Cornell University is set to host a panel—on the holiest day of the year for Jewish students—featuring a professor who compared the Jewish state to Nazi Germany, claiming that Palestinians in the Hamas-controlled Gaza strip are living in an "extermination camp, run by Jews."
The Cornell Institute for Comparative Modernities panel, which is titled "Palestine and Indigenous North America," is the final event in a series about "Settler Colonialism, Sovereignty, Apartheid." The panel includes Cornell American Studies professor Eric Cheyfitz, who has compared Israel to Nazi Germany, and University of Kansas professor Robert Warrior, a vocal proponent of the anti-Israel boycott movement, who claimed that Israel "illegally confiscates Palestinian lands, it literally blows up Palestinian homes, house by house."
The event comes as Jews on college campuses are facing increased incidents of anti-Semitism, with the federal government investigating allegations of anti-Jewish harassment at multiple schools, including the University of Southern California and the University of Vermont.
The event will take place on Oct. 5, which falls on Yom Kippur—precluding many Jewish students and community members from attending. Yom Kippur is the holiest day of the year for Jews during which they are required to fast and refrain from working.
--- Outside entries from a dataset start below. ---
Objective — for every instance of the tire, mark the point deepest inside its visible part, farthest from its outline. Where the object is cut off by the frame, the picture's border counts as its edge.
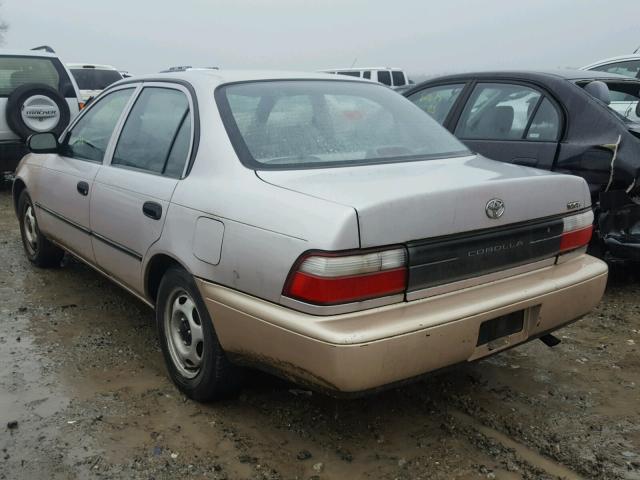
(37, 97)
(193, 355)
(39, 250)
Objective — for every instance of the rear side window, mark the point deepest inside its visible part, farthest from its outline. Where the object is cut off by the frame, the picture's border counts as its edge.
(16, 71)
(546, 123)
(628, 69)
(88, 139)
(95, 79)
(384, 77)
(497, 111)
(157, 134)
(437, 101)
(398, 79)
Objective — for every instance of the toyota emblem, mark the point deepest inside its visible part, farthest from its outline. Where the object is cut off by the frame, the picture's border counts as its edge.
(494, 208)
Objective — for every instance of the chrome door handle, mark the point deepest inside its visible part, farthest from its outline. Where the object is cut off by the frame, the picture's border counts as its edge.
(83, 188)
(152, 210)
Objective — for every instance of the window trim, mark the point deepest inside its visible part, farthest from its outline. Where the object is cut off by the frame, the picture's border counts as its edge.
(544, 93)
(64, 136)
(598, 68)
(378, 72)
(193, 143)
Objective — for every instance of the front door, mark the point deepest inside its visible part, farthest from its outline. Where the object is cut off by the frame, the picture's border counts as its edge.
(65, 184)
(131, 193)
(512, 123)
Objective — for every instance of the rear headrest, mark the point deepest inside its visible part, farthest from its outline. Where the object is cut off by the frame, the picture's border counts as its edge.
(503, 118)
(599, 90)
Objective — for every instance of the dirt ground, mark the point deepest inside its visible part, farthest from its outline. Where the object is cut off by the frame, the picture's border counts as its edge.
(82, 375)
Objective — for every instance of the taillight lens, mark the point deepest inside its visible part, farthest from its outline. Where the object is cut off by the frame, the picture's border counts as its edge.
(329, 278)
(577, 231)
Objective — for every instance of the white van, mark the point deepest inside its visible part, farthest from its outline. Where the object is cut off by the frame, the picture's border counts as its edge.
(393, 77)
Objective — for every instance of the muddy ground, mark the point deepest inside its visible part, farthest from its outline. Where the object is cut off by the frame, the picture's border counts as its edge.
(82, 375)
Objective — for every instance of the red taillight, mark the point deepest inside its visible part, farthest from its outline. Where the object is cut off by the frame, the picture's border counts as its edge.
(577, 231)
(329, 279)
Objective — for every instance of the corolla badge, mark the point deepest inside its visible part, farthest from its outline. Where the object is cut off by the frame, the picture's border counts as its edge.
(494, 208)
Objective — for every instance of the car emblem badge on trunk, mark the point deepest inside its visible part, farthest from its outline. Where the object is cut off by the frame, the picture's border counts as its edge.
(494, 208)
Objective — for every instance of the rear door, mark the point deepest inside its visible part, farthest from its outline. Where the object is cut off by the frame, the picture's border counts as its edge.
(132, 191)
(511, 122)
(65, 183)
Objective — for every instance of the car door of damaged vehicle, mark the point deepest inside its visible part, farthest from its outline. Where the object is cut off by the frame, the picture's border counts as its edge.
(512, 115)
(132, 191)
(64, 189)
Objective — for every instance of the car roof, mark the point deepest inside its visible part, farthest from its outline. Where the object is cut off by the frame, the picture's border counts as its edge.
(91, 66)
(357, 69)
(27, 53)
(220, 77)
(567, 74)
(619, 58)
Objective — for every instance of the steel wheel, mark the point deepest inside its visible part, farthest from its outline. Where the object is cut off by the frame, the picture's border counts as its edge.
(31, 230)
(184, 335)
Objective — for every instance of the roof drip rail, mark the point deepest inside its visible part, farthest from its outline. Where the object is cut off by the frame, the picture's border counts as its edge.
(46, 48)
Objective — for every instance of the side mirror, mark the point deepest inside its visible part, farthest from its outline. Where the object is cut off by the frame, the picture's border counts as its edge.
(43, 143)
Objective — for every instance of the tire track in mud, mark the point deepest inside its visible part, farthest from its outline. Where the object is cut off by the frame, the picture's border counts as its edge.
(525, 455)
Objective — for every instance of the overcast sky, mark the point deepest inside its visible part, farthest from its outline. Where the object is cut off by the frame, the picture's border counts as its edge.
(421, 36)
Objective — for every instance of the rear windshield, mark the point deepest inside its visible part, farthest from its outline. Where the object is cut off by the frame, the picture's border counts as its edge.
(94, 79)
(305, 124)
(16, 71)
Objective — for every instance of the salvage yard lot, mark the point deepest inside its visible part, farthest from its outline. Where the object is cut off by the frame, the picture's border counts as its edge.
(82, 374)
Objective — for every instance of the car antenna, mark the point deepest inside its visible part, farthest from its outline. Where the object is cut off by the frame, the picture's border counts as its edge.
(46, 48)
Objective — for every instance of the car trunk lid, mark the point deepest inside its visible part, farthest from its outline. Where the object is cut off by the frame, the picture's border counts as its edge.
(413, 201)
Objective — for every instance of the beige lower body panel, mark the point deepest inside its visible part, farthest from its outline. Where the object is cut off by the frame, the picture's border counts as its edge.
(369, 349)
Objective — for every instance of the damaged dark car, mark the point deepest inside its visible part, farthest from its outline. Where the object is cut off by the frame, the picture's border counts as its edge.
(578, 122)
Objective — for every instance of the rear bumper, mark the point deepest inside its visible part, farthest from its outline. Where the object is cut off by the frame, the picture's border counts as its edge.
(364, 350)
(10, 155)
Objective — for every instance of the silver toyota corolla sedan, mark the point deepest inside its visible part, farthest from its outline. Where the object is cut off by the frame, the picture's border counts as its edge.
(319, 227)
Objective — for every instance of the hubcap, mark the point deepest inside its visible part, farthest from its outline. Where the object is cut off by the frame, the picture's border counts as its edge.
(31, 229)
(183, 331)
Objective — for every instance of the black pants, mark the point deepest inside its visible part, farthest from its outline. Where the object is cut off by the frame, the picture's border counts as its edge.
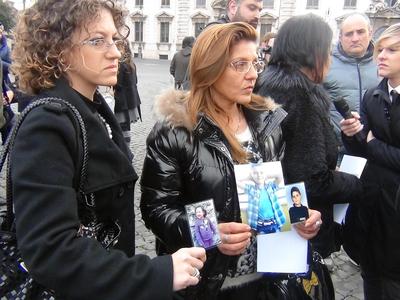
(380, 288)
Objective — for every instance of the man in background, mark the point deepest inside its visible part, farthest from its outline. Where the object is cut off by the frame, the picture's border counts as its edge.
(180, 61)
(352, 70)
(247, 11)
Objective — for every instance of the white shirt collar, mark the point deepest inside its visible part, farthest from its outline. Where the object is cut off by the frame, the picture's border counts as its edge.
(390, 89)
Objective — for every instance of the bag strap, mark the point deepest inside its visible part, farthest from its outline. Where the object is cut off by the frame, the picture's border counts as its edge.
(7, 151)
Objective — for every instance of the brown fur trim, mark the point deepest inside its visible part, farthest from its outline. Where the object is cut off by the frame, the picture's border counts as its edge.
(171, 107)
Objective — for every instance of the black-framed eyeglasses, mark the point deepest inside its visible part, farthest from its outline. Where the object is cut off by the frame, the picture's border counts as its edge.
(101, 45)
(243, 66)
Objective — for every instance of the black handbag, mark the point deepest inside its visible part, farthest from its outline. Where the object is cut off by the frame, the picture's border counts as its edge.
(15, 280)
(316, 284)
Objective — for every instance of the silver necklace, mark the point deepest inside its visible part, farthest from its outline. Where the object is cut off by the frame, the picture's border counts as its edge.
(108, 127)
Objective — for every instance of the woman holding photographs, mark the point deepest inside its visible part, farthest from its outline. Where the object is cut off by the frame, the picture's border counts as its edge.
(191, 154)
(65, 49)
(299, 62)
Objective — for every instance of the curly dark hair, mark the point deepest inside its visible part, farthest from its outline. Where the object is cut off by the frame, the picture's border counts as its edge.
(44, 35)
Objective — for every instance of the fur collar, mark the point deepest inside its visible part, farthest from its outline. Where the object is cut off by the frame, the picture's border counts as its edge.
(170, 107)
(285, 82)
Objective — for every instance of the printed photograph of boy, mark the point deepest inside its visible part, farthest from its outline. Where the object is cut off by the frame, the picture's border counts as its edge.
(265, 204)
(203, 224)
(297, 198)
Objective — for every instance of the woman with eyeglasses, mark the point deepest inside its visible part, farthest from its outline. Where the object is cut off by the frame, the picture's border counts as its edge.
(300, 60)
(191, 152)
(65, 49)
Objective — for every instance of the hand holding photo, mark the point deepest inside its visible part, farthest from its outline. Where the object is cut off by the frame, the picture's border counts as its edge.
(262, 204)
(203, 224)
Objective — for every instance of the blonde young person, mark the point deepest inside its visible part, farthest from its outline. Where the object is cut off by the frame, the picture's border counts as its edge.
(378, 216)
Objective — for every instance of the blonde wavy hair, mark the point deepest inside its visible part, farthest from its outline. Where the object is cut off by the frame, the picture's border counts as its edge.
(44, 35)
(391, 31)
(210, 56)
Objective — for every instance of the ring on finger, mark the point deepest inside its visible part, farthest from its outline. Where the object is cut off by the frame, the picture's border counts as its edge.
(196, 273)
(225, 238)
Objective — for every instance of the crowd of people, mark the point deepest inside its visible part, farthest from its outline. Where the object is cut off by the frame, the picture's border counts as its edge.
(238, 107)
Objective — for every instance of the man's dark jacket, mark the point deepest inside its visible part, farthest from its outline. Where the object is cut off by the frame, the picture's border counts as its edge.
(311, 150)
(381, 178)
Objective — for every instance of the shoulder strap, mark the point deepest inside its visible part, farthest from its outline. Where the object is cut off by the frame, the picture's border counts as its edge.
(7, 151)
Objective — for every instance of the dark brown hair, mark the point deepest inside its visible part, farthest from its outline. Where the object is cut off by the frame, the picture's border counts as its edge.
(210, 57)
(44, 35)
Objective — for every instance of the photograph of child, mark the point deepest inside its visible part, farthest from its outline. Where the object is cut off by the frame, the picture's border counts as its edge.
(203, 224)
(297, 199)
(264, 203)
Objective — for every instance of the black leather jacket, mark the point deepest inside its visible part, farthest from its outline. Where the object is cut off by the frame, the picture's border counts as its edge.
(184, 166)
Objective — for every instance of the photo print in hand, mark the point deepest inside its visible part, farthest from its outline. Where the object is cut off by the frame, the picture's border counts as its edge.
(297, 201)
(203, 224)
(262, 197)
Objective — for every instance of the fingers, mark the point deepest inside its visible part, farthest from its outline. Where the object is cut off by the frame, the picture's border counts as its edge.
(197, 252)
(311, 226)
(186, 265)
(235, 238)
(370, 136)
(233, 227)
(351, 126)
(313, 217)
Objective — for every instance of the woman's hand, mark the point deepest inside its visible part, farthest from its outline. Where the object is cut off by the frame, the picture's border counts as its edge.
(370, 136)
(351, 126)
(235, 238)
(311, 226)
(186, 263)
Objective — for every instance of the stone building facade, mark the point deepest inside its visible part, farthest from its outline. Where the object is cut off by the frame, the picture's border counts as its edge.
(159, 26)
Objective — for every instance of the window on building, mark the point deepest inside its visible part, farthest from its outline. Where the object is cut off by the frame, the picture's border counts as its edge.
(164, 32)
(312, 3)
(390, 2)
(200, 3)
(264, 29)
(350, 3)
(268, 3)
(138, 31)
(198, 28)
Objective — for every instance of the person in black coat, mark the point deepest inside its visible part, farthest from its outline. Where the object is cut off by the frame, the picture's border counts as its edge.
(299, 62)
(376, 137)
(127, 99)
(191, 152)
(50, 226)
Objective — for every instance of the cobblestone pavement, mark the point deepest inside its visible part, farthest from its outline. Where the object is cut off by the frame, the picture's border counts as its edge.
(153, 78)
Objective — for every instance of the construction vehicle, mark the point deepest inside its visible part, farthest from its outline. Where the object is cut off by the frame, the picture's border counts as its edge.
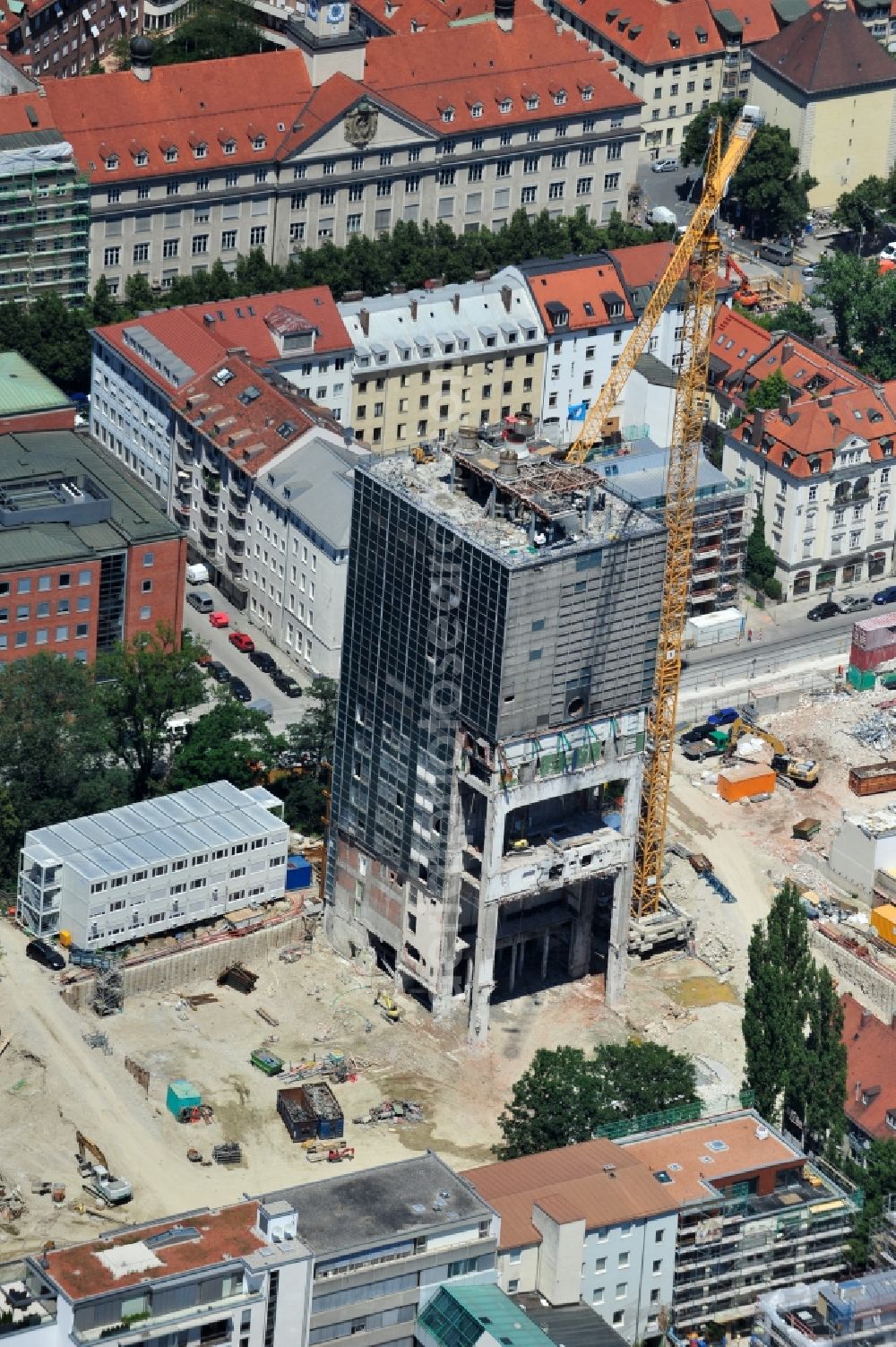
(387, 1005)
(694, 260)
(101, 1183)
(744, 295)
(800, 771)
(337, 1154)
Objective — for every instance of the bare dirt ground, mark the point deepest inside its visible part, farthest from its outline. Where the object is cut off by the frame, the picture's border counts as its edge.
(51, 1082)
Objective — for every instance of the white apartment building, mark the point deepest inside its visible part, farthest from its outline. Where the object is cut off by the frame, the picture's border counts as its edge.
(431, 361)
(821, 466)
(141, 366)
(152, 867)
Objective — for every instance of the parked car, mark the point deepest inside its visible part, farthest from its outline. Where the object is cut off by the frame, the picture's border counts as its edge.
(855, 604)
(201, 602)
(240, 690)
(263, 661)
(823, 610)
(45, 954)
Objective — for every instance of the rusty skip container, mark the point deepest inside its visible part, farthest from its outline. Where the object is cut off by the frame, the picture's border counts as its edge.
(872, 780)
(743, 782)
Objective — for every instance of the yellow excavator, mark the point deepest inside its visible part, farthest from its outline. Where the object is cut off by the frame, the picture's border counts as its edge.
(800, 771)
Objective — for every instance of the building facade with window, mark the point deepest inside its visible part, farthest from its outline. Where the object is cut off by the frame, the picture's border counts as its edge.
(433, 361)
(141, 366)
(345, 136)
(154, 867)
(86, 559)
(821, 468)
(43, 206)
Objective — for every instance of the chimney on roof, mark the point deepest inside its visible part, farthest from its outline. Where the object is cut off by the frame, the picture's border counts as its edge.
(142, 58)
(504, 15)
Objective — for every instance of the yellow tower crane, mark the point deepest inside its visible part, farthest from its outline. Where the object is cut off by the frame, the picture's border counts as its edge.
(694, 260)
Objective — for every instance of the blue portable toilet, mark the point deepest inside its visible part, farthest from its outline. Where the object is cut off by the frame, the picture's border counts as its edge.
(298, 873)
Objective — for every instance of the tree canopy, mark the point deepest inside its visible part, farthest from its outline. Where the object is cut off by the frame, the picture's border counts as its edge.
(564, 1097)
(767, 190)
(792, 1023)
(864, 306)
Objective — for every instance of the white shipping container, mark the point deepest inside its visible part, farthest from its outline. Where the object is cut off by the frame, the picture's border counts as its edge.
(714, 628)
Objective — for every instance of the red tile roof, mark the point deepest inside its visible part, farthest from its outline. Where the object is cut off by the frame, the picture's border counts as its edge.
(222, 1234)
(575, 289)
(828, 50)
(483, 65)
(246, 324)
(596, 1181)
(871, 1051)
(244, 415)
(657, 32)
(211, 102)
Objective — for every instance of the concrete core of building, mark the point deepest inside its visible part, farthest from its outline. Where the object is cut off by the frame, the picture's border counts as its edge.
(499, 653)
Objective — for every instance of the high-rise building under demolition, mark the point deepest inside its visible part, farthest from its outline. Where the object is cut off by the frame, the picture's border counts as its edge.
(499, 651)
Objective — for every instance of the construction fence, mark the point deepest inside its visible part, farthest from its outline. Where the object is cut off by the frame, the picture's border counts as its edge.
(176, 969)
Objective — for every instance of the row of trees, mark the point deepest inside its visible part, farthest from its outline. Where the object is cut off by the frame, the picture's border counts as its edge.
(768, 193)
(77, 739)
(56, 339)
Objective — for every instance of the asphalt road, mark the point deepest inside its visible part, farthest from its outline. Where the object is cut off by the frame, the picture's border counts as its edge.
(286, 710)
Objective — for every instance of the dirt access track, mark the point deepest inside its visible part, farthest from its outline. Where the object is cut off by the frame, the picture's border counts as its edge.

"The terrible ironies of history: Gaza has become an extermination camp, run by Jews," Cheyfitz, the Cornell professor, wrote on Twitter in 2014.
Cheyfitz equated Gaza, the Palestinian territory that Israel withdrew from in 2005 and which is controlled by the Hamas-led government, to the Warsaw Ghetto under Nazi Germany.
He also described Israel as a "terrorist organization, projecting its crimes on the defenders of human rights," and claimed "Apartheid Israel is in its death throes. The symptoms: Violence, in its desperation, is all Zionism can offer the world."
The panel seeks to draw comparisons between Palestinians and colonialized groups, while discussing "settler colonialism and the comparative context of Palestine," according to an event description. It is part of a yearlong series of panel discussions.
Cornell did not respond to a request for comment.